Vorläufer flüchtiger Thiole

Weiße Traube an der Rebe
Weißweintrauben im Languedoc

Cystein ist eine schwefelhaltige Aminosäure und im Wein selbst nur in geringen Konzentrationen vorhanden. Seine Bedeutung liegt nicht in einer eigenen sensorischen Wirkung, sondern in seiner Rolle als Vorläufer flüchtiger Thiole. Während der Gärung spalten Hefen die schwefelhaltige Seitenkette von Cystein-Konjugaten ab und setzen dabei Verbindungen wie 3-Mercaptohexanol (3MH) und 4-Methyl-4-mercaptopentan-2-on (4MMP) frei.
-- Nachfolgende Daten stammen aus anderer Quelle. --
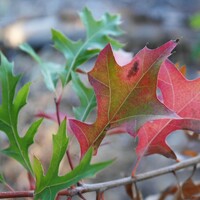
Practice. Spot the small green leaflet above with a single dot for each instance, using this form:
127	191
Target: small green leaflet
12	103
50	71
98	34
48	185
86	96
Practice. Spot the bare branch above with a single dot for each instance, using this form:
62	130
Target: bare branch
111	184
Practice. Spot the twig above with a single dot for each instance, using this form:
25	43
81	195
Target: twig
111	184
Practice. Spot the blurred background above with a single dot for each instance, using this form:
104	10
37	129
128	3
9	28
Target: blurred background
148	23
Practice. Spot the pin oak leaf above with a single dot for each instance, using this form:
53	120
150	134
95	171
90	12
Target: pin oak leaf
125	94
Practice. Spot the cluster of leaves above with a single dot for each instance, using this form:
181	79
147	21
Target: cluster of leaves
126	98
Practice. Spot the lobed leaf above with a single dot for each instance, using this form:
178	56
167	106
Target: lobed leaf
98	34
86	96
48	185
125	95
50	71
183	97
12	103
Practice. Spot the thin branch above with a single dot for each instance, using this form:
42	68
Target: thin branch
111	184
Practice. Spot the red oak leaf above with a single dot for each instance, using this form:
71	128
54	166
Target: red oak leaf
125	95
183	97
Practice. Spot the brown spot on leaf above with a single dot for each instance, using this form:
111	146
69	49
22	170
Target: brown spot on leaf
134	69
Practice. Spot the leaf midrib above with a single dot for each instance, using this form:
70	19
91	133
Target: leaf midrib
15	132
87	41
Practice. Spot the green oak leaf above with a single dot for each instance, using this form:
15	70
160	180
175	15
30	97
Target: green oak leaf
50	71
12	103
2	180
86	96
98	34
48	185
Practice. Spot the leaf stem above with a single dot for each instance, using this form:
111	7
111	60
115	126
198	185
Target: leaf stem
57	104
112	184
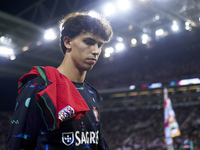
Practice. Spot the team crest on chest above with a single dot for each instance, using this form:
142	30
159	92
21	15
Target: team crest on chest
96	113
68	138
66	113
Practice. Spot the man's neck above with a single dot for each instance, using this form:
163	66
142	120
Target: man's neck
72	73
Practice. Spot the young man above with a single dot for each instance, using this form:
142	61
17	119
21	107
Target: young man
56	108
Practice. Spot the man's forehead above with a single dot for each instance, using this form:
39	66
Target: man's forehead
93	36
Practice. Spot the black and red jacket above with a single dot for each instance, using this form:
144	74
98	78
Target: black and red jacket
53	113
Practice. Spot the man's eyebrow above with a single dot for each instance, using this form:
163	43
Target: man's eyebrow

Diese Thiole sind in Sauvignon Blanc, Grenache-Gris, Sauvignon Gris und einigen anderen Weißweinen für Noten von Buchsbaum, Passionsfrucht, Grapefruit und rauchigen Anklängen verantwortlich — sie zählen zu den prägendsten primären Aromastoffen dieser Sorten. Welche Cystein-Konjugate in der Beere angelegt werden und wie effizient die Hefe sie freisetzt, hängt von Sorte, Lage, Lesezeitpunkt und Hefestamm ab.